In Atalese, the Court provided several examples of language sufficient to meet these expectations. For example, the Court referred to Martindale, where the Court had previously "upheld an arbitration clause because it explained that the plaintiff agreed 'to waive [her] right to a jury trial' and that 'all disputes relating to [her] employment . . . shall be decided by an arbitrator.'" Id. at 444. The Court also approved a clause we considered in Griffin v. Burlington Volkswagen, Inc., 411 N.J. Super. 515, 518 (App. Div. 2010), where the parties, in "agreeing to arbitration," expressed their "understand[ing] and agree[ment] that they are waiving their rights to maintain other available resolution processes, such as a court action or administrative proceeding, to settle their disputes." Atalese, supra, 219 N.J. at 445. And the Court endorsed a clause considered in Curtis v. Cellco P'ship, 413 N.J. Super. 26, 31 (App. Div.), certif. denied, 203 N.J. 94 (2010), where the parties agreed that "[i]nstead of suing in court, we each agree to settle disputes (except certain small claims) only by arbitration." Atalese, supra, 219 N.J. at 445.

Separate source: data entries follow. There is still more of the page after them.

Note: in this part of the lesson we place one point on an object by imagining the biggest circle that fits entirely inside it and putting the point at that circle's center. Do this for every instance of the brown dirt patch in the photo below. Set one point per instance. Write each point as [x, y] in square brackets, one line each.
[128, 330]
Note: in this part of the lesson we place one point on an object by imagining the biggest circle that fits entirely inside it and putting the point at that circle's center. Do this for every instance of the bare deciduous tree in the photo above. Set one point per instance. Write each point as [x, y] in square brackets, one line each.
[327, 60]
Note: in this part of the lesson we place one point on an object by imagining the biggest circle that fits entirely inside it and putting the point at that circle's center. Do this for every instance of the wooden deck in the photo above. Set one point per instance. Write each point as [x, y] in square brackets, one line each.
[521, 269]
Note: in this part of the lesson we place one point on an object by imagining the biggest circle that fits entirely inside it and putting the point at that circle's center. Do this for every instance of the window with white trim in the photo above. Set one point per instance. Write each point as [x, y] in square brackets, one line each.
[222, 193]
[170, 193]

[(alterations in original).]

In the case before us, the arbitration clause included no reference to a waiver of plaintiff's statutory rights or a jury trial. Consequently, it did not constitute a valid waiver of plaintiff's right to have his claims decided in a judicial forum. For that reason, we vacate the September 21, 2015 order and remand for further proceedings.6

1 It is difficult to discern from the complaint plaintiff's good faith basis for naming as a defendant any entity other than the employer. As will be discussed, it is also difficult to discern how plaintiff's claims against the other entities, if they do in fact exist, are subject to the dispute resolution clause in plaintiff's Agreement with the employer.

2 Defendant Eleison Pharmaceuticals, Inc., filed neither a motion nor an answer.

3 Notwithstanding their choice of Delaware law as controlling the validity of the Agreement's terms, and despite the "well settled . . . [principle that the law] of the state chosen by the parties will be honored so long as that choice does not contravene a fundamental policy of New Jersey," Turner v. Aldens, Inc., 179 N.J. Super. 596, 601 (App. Div. 1981), the parties have relied upon New Jersey law in the Law Division and on appeal in arguing the validity and applicability of the arbitration clause.

4 Neither party raised the issue of whether those defendants who were non-signatories to the Agreement could compel plaintiff to arbitrate his claims against them. Although non-signatories can compel a signatory to arbitrate on the basis of an agency relationship, Hirsch v. Amper Fin. Servs., LLC, 215 N.J. 174, 192-93 (2013), our Supreme Court has rejected "intertwinement as a theory for compelling arbitration when its application is untethered to any written arbitration clause between the parties, evidence of detrimental reliance, or at a minimum an oral agreement to submit to arbitration."

5 The order granting plaintiff leave to amend the complaint also dismissed the initial complaint's fifth count alleging breach of contract.

6 Defendants note plaintiff did not appeal from the dismissal of his breach of contract claim. Plaintiff appeared to have agreed at oral argument the law required arbitration of his breach of contract claim. Although plaintiff did not argue this issue on appeal, his notice of appeal was from the September 2015 order in its entirety. The order dismissed each count of the amended complaint, including the breach of contract count. Moreover, "[j]ust as we view piecemeal litigation as an anathema, we also look with disfavor upon the unnecessary bifurcation of disputes between judicial resolution and arbitration." Zirger v. Gen. Accident Ins. Co., 144 N.J. 327, 343 (1996) (quoting Ohio Casualty Ins. Co. v. Benson, 87 N.J. 191, 199 (1981)). Having said that, the parties may have commenced arbitration of plaintiff's breach of contract claim. If so, and if either party seeks to withdraw from arbitration based on this opinion, the court on remand can determine if arbitration has proceeded to the point that prejudice to one party should estop the other party from withdrawing from arbitration. Estoppel shall not apply if the parties have not commenced arbitration.